Leader dan Kemenangan

Leader dan Kemenangan

Leader dan Kemenangan' photo

Ahyudin

Presiden ACT

 

Kayfamaa takuunuu yuwalla'alaykum 

(Bagaimana kualitas kamu, begitulah kualitas yang akan memimpinmu).

Ciri menonjol seorang leader, kegairahannya untuk selalu meraih kemenangan. Kita lihat dari perspektif rabbaniyah, ciri ini dimaknai semangat untuk unggul dalam kebaikan. Siapa pun yang memimpin dengan semangat unggul dalam kebaikan, niscaya secara ruhiyah ia memenangi kontestasi.

Dalam wacana kontestasi politik, publik dalam hati seorang bermental leader, selalu mendominasi kehendak melayani. Yang menggayutinya, keinginan melayani. Militansinya untuk berarti, mengalahkan hasrat berkuasa. Seseorang, sangat faham untuk apa ia berkuasa. Amat berbeda makna kekuasaan bagi orang berhasrat berkuasa: untuk dirinya dan untuk sebanyak-banyaknya orang lain, ataukah untuk kemaslahatan orang banyak.

Bagi orang berjiwa pemimpin, semakin besar hasrat meringankan beban orang lain, semakin besar impak kemenangan yang diraih. Karena pencapaian bukanlah diukur dari "kemenangan lahiriah". Kemenangan sejati bukan buah dari kalkulasi matematis; sebagaimana Allah tidak menyuguhkan hasil "pekerjaan" lantaran kita sudah bersusah-payah. "Ikhlas" menjadi imbalan yang takarannya berbeda dengan "pencapaian'.
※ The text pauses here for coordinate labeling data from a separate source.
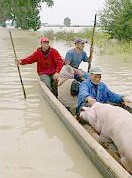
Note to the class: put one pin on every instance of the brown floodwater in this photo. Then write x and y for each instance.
(34, 143)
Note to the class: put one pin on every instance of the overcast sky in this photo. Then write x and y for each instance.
(81, 12)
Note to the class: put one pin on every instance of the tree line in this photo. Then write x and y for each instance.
(115, 18)
(22, 13)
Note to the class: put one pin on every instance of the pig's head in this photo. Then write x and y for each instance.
(88, 114)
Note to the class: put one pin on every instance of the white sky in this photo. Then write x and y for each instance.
(81, 12)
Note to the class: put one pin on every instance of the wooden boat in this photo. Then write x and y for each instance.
(107, 165)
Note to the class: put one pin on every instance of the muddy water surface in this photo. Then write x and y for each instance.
(33, 141)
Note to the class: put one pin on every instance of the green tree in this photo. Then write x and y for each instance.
(67, 22)
(116, 18)
(24, 13)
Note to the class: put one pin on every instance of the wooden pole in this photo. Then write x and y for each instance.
(92, 42)
(24, 93)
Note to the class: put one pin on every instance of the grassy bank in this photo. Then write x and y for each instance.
(101, 40)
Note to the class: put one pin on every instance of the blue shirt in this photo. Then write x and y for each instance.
(99, 92)
(76, 58)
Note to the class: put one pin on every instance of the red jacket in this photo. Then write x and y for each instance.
(46, 64)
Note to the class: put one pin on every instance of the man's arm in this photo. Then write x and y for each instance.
(28, 60)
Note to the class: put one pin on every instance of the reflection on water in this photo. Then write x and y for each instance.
(34, 143)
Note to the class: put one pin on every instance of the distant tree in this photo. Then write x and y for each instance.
(67, 22)
(116, 18)
(24, 13)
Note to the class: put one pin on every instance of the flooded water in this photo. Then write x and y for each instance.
(33, 141)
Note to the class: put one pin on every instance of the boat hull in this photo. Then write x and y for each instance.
(107, 165)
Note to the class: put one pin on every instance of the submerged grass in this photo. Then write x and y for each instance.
(102, 40)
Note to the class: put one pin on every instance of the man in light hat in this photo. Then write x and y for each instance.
(92, 90)
(49, 64)
(75, 56)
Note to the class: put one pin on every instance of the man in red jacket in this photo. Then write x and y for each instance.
(49, 64)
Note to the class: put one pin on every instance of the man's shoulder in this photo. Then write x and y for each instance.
(53, 50)
(71, 51)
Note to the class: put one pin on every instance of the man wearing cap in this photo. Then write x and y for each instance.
(92, 90)
(75, 56)
(49, 64)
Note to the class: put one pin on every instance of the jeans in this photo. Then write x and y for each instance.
(50, 83)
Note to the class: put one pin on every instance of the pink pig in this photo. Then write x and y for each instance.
(113, 123)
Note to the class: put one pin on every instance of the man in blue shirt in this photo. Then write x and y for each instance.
(92, 90)
(75, 56)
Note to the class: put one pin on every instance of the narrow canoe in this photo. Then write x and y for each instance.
(107, 165)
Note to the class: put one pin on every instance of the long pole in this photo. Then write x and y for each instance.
(92, 42)
(24, 93)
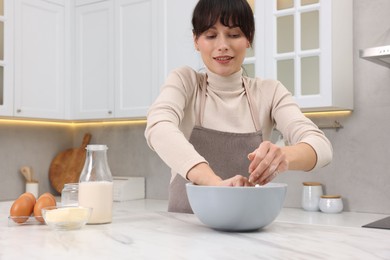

Orang beriman memakai timbangan keikhlasan, saat orang matematis mengejar kemenangan harfiah. Urusan leadership sering disiasati dengan ikhtiar duniawi. Sadar atau tidak, cara ini seolah menipu diri: kolektif atau perorangan. Keikhlasan, dimensinya pada ke-Mahakuasa-an. Tidak ada ruang akal-akalan. Ada batasnya, tak mempan lagi mengakali ke-Mahakuasa-an Allah.